We really went there. Our second or third gig was more to do with performance art or installation than it had to do with music. But we had to get out — that’s the real truth. We went to Cork once. That was quite interesting because that was the first time I met Cathal [Cathal Coughlan — Microdisney] and the first time that I met Donnelly [Finbarr Donnelly — Nun Attax]. They’d heard of the Virgin Prunes and there was a great kinship but we were a little bit more fuckin’ out there and we had already jumped into Europe. We got really rejected quickly from Dublin and it was difficult for us in Dublin. So we said, “Fuck Dublin!” London became our home for a while but we got out of there really quickly too.
The first time I saw the Prunes I couldn’t tell if their vocalists were male or female, because of their dresses and the bad lighting; but the lighting was bright this time and I managed to see how ugly they are.

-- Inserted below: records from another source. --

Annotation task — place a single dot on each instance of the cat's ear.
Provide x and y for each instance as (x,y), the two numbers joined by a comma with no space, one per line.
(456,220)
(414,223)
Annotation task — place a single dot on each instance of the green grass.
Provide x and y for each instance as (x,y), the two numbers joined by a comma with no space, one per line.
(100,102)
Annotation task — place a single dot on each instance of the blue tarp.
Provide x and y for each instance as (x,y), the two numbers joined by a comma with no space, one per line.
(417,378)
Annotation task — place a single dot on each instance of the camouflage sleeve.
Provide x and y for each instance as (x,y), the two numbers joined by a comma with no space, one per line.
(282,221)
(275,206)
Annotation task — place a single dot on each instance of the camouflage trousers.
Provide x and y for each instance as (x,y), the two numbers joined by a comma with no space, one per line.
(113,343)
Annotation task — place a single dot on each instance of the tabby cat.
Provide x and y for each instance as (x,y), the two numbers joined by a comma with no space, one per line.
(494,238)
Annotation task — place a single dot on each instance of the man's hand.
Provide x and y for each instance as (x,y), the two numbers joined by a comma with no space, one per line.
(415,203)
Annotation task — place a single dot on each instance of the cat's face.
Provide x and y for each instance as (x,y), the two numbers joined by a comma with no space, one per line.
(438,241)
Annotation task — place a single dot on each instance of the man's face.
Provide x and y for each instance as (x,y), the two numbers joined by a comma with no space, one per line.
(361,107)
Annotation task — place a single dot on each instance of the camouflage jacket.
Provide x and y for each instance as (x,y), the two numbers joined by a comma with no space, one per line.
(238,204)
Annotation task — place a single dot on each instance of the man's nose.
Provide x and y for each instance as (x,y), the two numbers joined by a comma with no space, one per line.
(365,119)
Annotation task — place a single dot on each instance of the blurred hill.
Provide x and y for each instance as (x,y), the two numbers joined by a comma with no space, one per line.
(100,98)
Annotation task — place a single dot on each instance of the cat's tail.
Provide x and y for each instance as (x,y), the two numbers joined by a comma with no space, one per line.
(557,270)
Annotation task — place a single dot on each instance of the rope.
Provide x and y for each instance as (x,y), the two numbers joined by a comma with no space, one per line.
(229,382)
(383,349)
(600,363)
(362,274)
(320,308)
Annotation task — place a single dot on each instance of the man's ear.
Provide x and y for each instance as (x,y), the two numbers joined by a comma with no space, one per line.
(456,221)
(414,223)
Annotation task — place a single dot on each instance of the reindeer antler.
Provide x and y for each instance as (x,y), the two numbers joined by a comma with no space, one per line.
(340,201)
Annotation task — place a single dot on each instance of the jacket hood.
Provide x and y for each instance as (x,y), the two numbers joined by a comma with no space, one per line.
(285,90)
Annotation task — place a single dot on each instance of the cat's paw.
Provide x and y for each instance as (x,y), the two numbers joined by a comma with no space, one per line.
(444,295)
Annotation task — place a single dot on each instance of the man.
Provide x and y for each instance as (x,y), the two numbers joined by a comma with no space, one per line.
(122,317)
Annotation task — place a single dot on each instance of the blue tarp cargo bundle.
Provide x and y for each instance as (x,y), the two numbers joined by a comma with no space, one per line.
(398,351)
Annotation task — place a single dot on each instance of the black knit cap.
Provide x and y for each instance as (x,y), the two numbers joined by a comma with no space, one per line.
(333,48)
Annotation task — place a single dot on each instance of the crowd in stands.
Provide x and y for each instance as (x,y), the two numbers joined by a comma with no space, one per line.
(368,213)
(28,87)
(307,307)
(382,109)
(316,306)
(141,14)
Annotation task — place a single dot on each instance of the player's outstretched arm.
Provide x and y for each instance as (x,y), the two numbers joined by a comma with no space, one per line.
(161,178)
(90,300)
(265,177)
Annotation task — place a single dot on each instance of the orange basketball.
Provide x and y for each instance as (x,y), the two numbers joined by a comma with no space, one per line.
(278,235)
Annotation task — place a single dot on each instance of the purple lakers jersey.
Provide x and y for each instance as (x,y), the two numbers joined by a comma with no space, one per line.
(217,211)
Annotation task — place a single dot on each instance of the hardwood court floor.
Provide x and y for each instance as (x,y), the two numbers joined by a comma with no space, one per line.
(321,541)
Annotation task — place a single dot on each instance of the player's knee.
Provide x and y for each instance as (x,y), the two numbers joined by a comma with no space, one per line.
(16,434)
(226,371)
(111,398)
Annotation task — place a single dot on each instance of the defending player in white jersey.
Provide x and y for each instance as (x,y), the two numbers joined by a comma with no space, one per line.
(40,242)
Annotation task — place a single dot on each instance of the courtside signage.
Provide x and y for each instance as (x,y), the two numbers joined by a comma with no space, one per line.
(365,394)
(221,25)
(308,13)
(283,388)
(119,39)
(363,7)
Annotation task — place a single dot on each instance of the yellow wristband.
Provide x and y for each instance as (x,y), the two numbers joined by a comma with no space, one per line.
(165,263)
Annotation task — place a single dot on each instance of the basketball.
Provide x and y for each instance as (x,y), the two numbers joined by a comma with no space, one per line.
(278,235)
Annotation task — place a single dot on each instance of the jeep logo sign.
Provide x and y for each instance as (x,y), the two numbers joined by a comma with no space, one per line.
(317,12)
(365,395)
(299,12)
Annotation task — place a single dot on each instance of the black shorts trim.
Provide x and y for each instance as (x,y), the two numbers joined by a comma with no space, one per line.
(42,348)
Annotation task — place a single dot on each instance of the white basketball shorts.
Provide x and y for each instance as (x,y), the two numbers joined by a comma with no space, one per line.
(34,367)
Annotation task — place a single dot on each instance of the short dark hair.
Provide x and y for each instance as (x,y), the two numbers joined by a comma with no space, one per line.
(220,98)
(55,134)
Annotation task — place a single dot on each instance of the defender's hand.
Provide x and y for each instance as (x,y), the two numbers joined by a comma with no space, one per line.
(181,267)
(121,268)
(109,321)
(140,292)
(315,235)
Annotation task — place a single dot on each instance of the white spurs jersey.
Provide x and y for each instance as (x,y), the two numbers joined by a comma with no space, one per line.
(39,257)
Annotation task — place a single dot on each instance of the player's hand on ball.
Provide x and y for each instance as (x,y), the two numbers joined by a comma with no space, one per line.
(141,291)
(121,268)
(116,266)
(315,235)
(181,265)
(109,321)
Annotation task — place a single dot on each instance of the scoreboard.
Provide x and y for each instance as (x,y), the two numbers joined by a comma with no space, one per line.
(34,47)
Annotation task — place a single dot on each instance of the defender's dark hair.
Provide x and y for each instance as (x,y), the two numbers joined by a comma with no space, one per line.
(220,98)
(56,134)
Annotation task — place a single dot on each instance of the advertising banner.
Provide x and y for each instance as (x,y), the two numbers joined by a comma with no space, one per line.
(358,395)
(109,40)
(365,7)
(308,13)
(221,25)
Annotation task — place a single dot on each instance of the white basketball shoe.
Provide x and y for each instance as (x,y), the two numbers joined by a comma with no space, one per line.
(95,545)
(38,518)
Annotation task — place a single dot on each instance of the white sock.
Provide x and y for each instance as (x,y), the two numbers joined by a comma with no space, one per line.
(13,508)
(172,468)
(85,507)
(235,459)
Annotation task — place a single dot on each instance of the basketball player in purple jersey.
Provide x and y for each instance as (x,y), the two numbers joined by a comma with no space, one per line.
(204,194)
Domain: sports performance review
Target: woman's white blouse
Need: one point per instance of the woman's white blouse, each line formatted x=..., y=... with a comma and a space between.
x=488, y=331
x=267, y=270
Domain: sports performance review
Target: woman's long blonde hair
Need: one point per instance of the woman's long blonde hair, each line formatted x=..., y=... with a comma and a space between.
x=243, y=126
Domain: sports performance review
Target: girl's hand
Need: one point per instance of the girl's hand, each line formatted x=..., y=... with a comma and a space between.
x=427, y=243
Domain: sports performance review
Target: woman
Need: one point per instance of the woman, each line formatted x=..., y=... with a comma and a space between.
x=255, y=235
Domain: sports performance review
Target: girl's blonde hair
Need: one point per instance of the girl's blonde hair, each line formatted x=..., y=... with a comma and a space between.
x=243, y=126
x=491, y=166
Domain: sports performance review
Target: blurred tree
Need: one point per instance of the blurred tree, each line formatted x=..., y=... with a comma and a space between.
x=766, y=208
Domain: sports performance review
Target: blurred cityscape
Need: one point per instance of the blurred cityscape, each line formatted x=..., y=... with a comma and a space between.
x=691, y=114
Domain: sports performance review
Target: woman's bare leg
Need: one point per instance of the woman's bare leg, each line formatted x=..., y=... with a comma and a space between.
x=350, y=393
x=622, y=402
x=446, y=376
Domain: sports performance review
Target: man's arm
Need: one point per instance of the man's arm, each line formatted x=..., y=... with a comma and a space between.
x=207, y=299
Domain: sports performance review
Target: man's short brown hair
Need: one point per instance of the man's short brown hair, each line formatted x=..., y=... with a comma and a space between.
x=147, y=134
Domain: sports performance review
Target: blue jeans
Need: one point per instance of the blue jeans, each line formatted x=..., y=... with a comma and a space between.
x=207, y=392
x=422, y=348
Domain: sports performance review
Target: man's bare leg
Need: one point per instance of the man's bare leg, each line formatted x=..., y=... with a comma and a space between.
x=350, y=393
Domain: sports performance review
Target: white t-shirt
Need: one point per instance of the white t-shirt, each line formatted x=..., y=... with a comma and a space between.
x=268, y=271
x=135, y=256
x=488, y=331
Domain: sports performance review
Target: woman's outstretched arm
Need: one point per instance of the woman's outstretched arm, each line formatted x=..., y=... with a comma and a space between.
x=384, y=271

Caroline Harper, Melody Maker, 6 November 1982
You wanted to embrace the outsiders.
I met Vox around ’81, ’82 when Europe was really becoming more of our home than London. London to me was extraordinary in the punk days. I first went to London in ’76 as a 16 year old boy to see David Bowie do Station to Station live. I slept in a train station and got the train boat back. This is in the days before the fuckin’ IRA campaign got too heavy so train station sleeping stopped in the early 80s. In ’78 I saw Bowie again but punk had kicked in. London had the inspiration and the fire and the record shops and the gigs — you were seeing everyone from The Fall to Wire — Wire become a huge big influence on me — and Joy Division and all of this. London was just this extraordinary, extraordinary place.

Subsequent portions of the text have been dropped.